Antiguamente los corazones todos estaban abiertos a los Superiores, por lo que los jóvenes amaban y obedecían prontamente. Pero ahora los Superiores son considerados sólo como tales y no como padres, hermanos y amigos; por tanto, son más temidos que amados.

Por eso, si se quiere hacer un solo corazón y una sola alma, por amor a Jesús se debe romper esa barrera fatal de la desconfianza que ha de ser suplantada por la confianza más cordial. Es decir: que la obediencia ha de guiar al alumno como la madre a su hijito; entonces reinarán en el Oratorio la paz y la antigua alegría.

—¿Cómo hacer, pues, para romper esta barrera?

—Familiaridad con los jóvenes, especialmente en el recreo. Sin la familiaridad no se puede demostrar el afecto y sin esta demostración no puede haber confianza. El que quiere ser amado es menester que demuestre que ama a Jesucristo que se hizo pequeño con los pequeños y cargó con nuestras enfermedades.

¡He aquí el Maestro de la familiaridad!
El maestro al cual sólo se le ve en la cátedra, es solamente maestro y nada más, pero si participa del recreo de los jóvenes se convierte también en hermano.

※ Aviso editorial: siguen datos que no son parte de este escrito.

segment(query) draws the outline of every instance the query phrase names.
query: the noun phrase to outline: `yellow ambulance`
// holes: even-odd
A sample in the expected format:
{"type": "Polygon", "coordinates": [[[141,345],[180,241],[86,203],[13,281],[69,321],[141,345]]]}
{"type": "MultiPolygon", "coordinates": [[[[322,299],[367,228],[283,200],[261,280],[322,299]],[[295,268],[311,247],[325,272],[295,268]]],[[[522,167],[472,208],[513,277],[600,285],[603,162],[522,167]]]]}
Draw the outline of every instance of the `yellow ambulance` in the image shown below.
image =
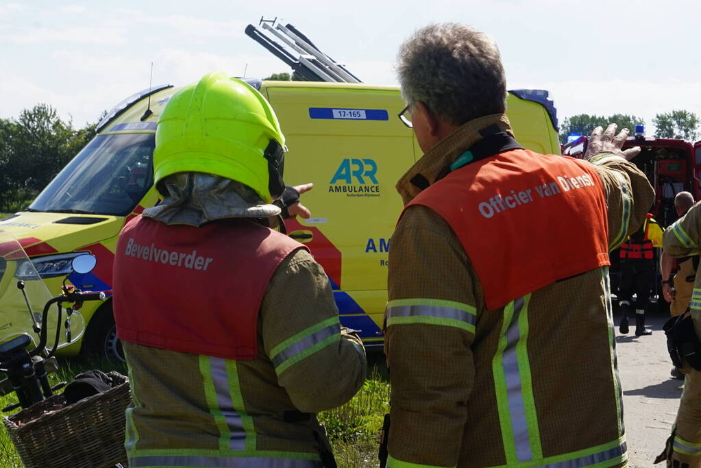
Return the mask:
{"type": "MultiPolygon", "coordinates": [[[[394,186],[421,157],[411,130],[397,118],[404,106],[399,90],[247,81],[271,102],[287,137],[285,181],[314,183],[304,195],[313,217],[288,220],[289,235],[308,245],[323,266],[341,322],[360,330],[368,345],[381,345],[388,252],[402,209],[394,186]]],[[[0,229],[19,240],[53,293],[70,273],[72,258],[82,252],[95,255],[97,267],[71,274],[69,282],[84,290],[111,289],[120,230],[158,200],[151,165],[156,123],[177,90],[156,86],[119,103],[100,122],[95,139],[27,210],[0,221],[0,229]]],[[[510,92],[508,115],[524,146],[559,153],[555,111],[547,91],[510,92]]],[[[86,303],[81,312],[86,333],[64,352],[82,348],[121,357],[111,300],[86,303]]]]}

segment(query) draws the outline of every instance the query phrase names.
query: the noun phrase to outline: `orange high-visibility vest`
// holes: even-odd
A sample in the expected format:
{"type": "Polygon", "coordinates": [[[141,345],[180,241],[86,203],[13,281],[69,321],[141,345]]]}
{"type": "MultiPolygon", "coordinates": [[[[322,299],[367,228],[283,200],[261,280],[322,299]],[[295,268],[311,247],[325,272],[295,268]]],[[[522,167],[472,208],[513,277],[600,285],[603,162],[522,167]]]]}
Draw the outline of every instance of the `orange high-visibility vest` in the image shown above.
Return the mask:
{"type": "Polygon", "coordinates": [[[586,161],[511,149],[449,172],[405,209],[416,205],[450,225],[488,310],[610,265],[602,184],[586,161]]]}
{"type": "Polygon", "coordinates": [[[137,216],[114,254],[117,336],[181,352],[257,359],[263,296],[297,249],[306,247],[246,219],[195,228],[137,216]]]}
{"type": "Polygon", "coordinates": [[[653,219],[652,213],[648,213],[640,229],[630,235],[625,242],[620,245],[619,256],[621,259],[644,259],[652,260],[655,256],[654,245],[648,235],[648,226],[653,219]]]}

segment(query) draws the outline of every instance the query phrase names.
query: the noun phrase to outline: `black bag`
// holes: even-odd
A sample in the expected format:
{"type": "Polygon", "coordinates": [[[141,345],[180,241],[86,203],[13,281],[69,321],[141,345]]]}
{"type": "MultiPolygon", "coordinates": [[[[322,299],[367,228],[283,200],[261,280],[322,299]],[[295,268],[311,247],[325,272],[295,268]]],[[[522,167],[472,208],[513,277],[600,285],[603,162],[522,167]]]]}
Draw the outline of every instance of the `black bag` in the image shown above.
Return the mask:
{"type": "Polygon", "coordinates": [[[76,379],[66,385],[63,394],[68,404],[73,404],[83,398],[107,392],[111,388],[112,379],[102,371],[86,371],[76,376],[76,379]]]}
{"type": "Polygon", "coordinates": [[[701,342],[696,336],[694,322],[688,313],[673,317],[663,327],[667,335],[667,349],[675,366],[681,368],[686,361],[701,371],[701,342]]]}

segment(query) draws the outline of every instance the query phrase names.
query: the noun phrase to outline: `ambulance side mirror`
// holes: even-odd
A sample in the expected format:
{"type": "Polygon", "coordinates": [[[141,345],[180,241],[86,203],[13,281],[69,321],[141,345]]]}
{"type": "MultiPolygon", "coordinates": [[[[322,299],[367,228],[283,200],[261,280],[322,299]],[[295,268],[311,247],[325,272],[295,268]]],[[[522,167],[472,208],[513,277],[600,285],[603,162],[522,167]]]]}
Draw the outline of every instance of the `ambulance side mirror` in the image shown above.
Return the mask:
{"type": "Polygon", "coordinates": [[[97,259],[94,255],[86,254],[79,255],[71,262],[71,268],[76,273],[89,273],[97,264],[97,259]]]}

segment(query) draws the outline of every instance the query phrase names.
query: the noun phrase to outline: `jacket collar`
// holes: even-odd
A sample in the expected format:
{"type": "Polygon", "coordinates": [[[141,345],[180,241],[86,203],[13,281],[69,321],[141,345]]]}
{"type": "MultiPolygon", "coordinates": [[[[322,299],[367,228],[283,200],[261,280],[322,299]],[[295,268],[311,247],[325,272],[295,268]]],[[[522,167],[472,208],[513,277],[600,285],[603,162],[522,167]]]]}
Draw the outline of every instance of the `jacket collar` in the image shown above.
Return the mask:
{"type": "Polygon", "coordinates": [[[506,115],[494,113],[470,121],[458,127],[424,154],[397,182],[397,191],[402,195],[404,204],[411,201],[422,190],[445,177],[451,163],[482,139],[479,130],[494,125],[513,136],[506,115]]]}

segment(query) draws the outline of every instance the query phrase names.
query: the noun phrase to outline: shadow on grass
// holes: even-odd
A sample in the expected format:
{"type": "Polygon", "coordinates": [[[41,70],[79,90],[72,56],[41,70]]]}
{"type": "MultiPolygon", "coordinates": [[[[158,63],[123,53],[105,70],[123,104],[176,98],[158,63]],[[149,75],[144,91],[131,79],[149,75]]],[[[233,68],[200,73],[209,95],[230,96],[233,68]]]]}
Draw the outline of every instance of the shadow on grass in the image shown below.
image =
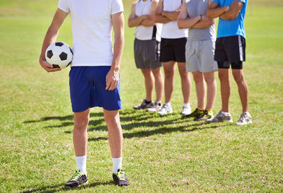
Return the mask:
{"type": "Polygon", "coordinates": [[[100,185],[115,185],[112,181],[93,182],[91,184],[83,185],[81,187],[70,188],[65,186],[65,184],[59,184],[53,186],[46,186],[39,188],[32,188],[30,190],[20,192],[21,193],[32,193],[32,192],[42,192],[42,193],[52,193],[62,191],[79,190],[88,187],[97,187],[100,185]]]}

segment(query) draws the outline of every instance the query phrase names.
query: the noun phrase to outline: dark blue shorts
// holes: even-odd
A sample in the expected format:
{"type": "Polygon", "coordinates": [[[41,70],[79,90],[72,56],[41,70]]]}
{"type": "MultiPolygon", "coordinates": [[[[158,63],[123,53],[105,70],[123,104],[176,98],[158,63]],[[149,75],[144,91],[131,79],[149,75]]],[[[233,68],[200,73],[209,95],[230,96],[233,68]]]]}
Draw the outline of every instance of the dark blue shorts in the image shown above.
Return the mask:
{"type": "Polygon", "coordinates": [[[73,112],[100,107],[107,110],[121,109],[120,81],[113,90],[105,90],[106,75],[111,66],[73,66],[69,77],[73,112]]]}

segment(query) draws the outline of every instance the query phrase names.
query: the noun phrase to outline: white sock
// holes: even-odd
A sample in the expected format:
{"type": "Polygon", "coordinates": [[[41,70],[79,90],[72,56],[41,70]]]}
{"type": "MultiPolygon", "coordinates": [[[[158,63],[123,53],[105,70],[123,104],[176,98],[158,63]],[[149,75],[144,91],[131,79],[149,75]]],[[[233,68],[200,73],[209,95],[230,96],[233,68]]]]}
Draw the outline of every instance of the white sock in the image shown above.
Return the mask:
{"type": "Polygon", "coordinates": [[[113,170],[112,172],[117,172],[118,169],[122,169],[122,158],[112,158],[112,162],[113,163],[113,170]]]}
{"type": "Polygon", "coordinates": [[[76,167],[78,170],[84,174],[86,174],[86,156],[76,156],[76,167]]]}
{"type": "Polygon", "coordinates": [[[168,105],[168,107],[171,107],[171,103],[165,103],[164,105],[168,105]]]}
{"type": "Polygon", "coordinates": [[[229,116],[229,115],[230,115],[230,112],[224,112],[224,111],[221,111],[221,112],[222,112],[222,113],[223,113],[223,114],[224,114],[224,115],[225,115],[225,116],[229,116]]]}

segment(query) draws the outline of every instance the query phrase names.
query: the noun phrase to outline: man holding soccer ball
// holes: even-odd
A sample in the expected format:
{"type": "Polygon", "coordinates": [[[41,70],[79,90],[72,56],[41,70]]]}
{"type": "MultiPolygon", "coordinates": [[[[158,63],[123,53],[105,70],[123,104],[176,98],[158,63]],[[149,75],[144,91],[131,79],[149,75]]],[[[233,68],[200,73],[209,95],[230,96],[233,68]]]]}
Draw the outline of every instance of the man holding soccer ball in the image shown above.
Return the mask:
{"type": "Polygon", "coordinates": [[[122,170],[122,134],[120,122],[119,69],[124,48],[124,16],[122,0],[59,0],[42,44],[40,57],[47,72],[53,68],[45,59],[47,47],[55,42],[59,29],[70,13],[74,57],[69,73],[70,95],[74,112],[73,141],[78,171],[67,182],[77,187],[86,182],[87,127],[90,108],[102,107],[108,129],[113,162],[112,177],[120,186],[129,185],[122,170]],[[114,52],[111,30],[115,34],[114,52]]]}

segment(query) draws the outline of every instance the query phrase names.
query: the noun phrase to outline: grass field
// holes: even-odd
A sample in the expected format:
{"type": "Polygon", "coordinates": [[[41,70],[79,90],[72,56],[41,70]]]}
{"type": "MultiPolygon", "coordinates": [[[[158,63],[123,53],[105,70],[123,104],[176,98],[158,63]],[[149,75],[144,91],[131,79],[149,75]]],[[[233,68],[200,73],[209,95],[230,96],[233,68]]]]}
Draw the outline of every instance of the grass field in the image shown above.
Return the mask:
{"type": "MultiPolygon", "coordinates": [[[[88,185],[64,184],[75,170],[68,69],[47,74],[38,64],[57,0],[0,1],[0,192],[282,192],[283,2],[250,0],[246,16],[250,112],[246,127],[182,119],[175,76],[174,113],[159,117],[132,106],[144,97],[133,59],[134,29],[125,28],[121,64],[123,166],[131,185],[115,186],[107,128],[100,108],[88,127],[88,185]]],[[[124,1],[125,18],[130,1],[124,1]]],[[[57,40],[71,45],[70,19],[57,40]]],[[[218,78],[217,78],[218,81],[218,78]]],[[[214,113],[221,108],[219,83],[214,113]]],[[[190,103],[197,104],[195,86],[190,103]]],[[[241,112],[232,83],[231,112],[241,112]]]]}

Si a uno se le ve en el pulpito predicando se dirá que cumple con su deber, pero si se le ve diciendo en el recreo una buena palabra habrá que reconocer que esa palabra proviene de una persona que ama.                                                    

¡Cuántas conversiones no fueron, efecto de alguna de sus palabras pronunciadas improvisadamente al oído de un jovencito mientras se divertía!